# going to SJ finals ...by river?



## footballerswife (26 July 2012)

first of all have to say what a great idea to give the games its own forum. i cannot wait, said to my husband tonite, from tomorrow i will have a reason to come in and watch the tellie! now, travelling to greenwich? if i ever go anywhere in the UK i like to drive, my ideal is to leave a venue/theatre/restaurant walk round the corner, kerchung and in the car. obvs not going to happen this time. we are lucky in some ways as our train comes into stratford so great for the olympic park but not really any help for greenwich. my husband has flatly refused to consider the cable car as part of the journey - even before it broke down - but i quite fancy the clippers on the thames? i would be grateful for any advice and especially experience once the events start! x


----------



## tiggs (26 July 2012)

I think you can catch the DLR from Stratford to Greenwich. I think most Thames Clippers services are sold out and not sure how you would access them from Stratford, they mainly run from Waterloo.


----------



## firm (26 July 2012)

I just booked a boat trip here for the day of the SJ team finals.   http://www.citycruisesgamestravel.co.uk/WebSys.aspx 

http://www.citycruises.com/city-cruises-experiences-special-events-2012-games-river-tour.aspx

The river routes are on here http://www.london2012.com/mm/Docume...5/69/95/2012Gamesriverservicesmap_Neutral.pdf


----------



## Joeyjojo (26 July 2012)

I second the advice to get the DLR from Stratford - I'd think it would be the easiest/quickest way to get to Greenwich. 

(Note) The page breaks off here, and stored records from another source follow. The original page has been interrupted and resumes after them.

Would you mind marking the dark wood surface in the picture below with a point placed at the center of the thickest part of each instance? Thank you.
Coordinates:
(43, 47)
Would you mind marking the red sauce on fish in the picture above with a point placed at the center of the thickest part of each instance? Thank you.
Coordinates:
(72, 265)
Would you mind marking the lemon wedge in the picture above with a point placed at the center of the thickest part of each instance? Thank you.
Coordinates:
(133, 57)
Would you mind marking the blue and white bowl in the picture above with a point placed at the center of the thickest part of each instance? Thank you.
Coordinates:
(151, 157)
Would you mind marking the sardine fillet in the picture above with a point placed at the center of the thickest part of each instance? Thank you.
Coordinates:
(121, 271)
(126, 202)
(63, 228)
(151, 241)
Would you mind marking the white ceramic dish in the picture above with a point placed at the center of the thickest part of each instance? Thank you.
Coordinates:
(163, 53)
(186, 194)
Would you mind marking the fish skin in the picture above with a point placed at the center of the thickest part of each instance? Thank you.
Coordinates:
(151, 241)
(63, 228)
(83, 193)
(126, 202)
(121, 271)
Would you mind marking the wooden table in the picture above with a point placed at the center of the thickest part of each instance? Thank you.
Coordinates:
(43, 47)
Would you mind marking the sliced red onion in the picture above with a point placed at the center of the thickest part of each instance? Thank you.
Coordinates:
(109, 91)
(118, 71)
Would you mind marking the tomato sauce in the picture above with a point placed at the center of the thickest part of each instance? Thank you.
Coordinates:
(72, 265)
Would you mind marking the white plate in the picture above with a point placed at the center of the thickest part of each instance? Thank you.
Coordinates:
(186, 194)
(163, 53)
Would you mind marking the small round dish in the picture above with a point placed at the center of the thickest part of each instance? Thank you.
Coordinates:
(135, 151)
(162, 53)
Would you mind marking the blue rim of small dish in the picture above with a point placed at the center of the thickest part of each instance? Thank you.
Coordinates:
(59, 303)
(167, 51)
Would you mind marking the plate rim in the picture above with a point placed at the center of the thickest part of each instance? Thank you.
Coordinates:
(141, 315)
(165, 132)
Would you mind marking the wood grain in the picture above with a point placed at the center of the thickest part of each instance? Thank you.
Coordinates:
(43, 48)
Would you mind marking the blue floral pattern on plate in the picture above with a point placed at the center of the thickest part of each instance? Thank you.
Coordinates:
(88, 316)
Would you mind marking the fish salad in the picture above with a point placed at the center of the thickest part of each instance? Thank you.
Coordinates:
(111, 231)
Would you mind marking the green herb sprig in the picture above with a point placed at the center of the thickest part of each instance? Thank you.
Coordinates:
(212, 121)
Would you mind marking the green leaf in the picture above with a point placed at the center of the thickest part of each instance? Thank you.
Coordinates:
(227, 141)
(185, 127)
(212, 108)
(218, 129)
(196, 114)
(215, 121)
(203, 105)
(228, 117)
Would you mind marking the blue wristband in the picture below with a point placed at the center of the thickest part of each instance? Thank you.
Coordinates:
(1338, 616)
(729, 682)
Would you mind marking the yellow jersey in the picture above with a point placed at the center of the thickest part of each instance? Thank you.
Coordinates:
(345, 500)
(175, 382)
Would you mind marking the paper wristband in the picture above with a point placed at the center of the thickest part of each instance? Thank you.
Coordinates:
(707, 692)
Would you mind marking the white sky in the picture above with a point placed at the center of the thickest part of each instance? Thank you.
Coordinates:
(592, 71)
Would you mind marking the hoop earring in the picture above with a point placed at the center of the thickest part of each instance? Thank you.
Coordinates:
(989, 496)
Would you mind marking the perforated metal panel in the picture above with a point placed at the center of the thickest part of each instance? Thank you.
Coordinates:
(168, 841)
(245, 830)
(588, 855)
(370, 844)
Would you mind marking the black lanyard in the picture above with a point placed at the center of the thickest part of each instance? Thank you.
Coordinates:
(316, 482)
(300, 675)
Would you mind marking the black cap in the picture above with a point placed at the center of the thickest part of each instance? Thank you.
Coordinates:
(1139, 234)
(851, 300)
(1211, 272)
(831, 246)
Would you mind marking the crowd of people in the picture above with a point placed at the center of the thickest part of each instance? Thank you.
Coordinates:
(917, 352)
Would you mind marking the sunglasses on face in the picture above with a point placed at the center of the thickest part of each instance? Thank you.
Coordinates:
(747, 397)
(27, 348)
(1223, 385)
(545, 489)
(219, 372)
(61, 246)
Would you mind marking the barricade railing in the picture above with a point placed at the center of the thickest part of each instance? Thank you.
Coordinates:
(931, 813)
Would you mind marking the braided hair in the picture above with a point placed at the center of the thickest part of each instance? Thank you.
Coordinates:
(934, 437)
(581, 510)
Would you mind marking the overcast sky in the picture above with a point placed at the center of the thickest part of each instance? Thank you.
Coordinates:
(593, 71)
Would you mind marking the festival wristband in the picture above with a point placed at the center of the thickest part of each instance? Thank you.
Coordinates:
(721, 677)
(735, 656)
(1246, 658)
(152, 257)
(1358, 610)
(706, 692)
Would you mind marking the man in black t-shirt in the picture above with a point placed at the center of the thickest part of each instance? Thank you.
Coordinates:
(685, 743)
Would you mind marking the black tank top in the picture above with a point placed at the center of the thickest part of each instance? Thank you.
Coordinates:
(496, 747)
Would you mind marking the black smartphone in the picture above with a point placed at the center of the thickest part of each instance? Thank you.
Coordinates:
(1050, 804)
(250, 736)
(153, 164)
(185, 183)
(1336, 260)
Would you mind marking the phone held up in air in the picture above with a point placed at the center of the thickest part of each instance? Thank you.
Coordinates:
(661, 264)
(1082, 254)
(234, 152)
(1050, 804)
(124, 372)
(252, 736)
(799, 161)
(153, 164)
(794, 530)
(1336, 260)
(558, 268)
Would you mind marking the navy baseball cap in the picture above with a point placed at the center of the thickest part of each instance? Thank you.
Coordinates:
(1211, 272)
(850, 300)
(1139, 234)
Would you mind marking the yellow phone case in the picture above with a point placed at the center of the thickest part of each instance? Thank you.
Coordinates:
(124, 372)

If you got the clipper you'd need to get from Stratford to a place on the Thames where the clipper picks up, not sure that would be very easy.


----------



## Bedlam (26 July 2012)

I have to say that I don't know if it's sold out for next week, but I went to Greenwich on Monday to do some work at the equestrian venue and I really enjoyed my public transport adventure! I took the river bus from Tower Pier - a few minutes walk from Tower Hill tube. It was fantastic! Got a great pic of the Olympic rings on Tower Bridge from the pier, the boat was incredibly fast and Greenwich Pier is only a few minutes walk from the spectators entrance. Much more fun than DLR. Plan some time in to allow for tourists queuing and just enjoy the whole experience of getting there as well as being there!


----------



## footballerswife (27 July 2012)

thanks for the replies - DLR does look the sensible option maybe we will try to get the clipper on the way home. it does sound a fun way to travel x


----------



## footballerswife (27 July 2012)

firm said:



			I just booked a boat trip here for the day of the SJ team finals.   http://www.citycruisesgamestravel.co.uk/WebSys.aspx 

http://www.citycruises.com/city-cruises-experiences-special-events-2012-games-river-tour.aspx

The river routes are on here http://www.london2012.com/mm/Docume...5/69/95/2012Gamesriverservicesmap_Neutral.pdf

Click to expand...

very helpful firm, now looks a possibility, what a great way to arrive, thanks for taking the trouble x


----------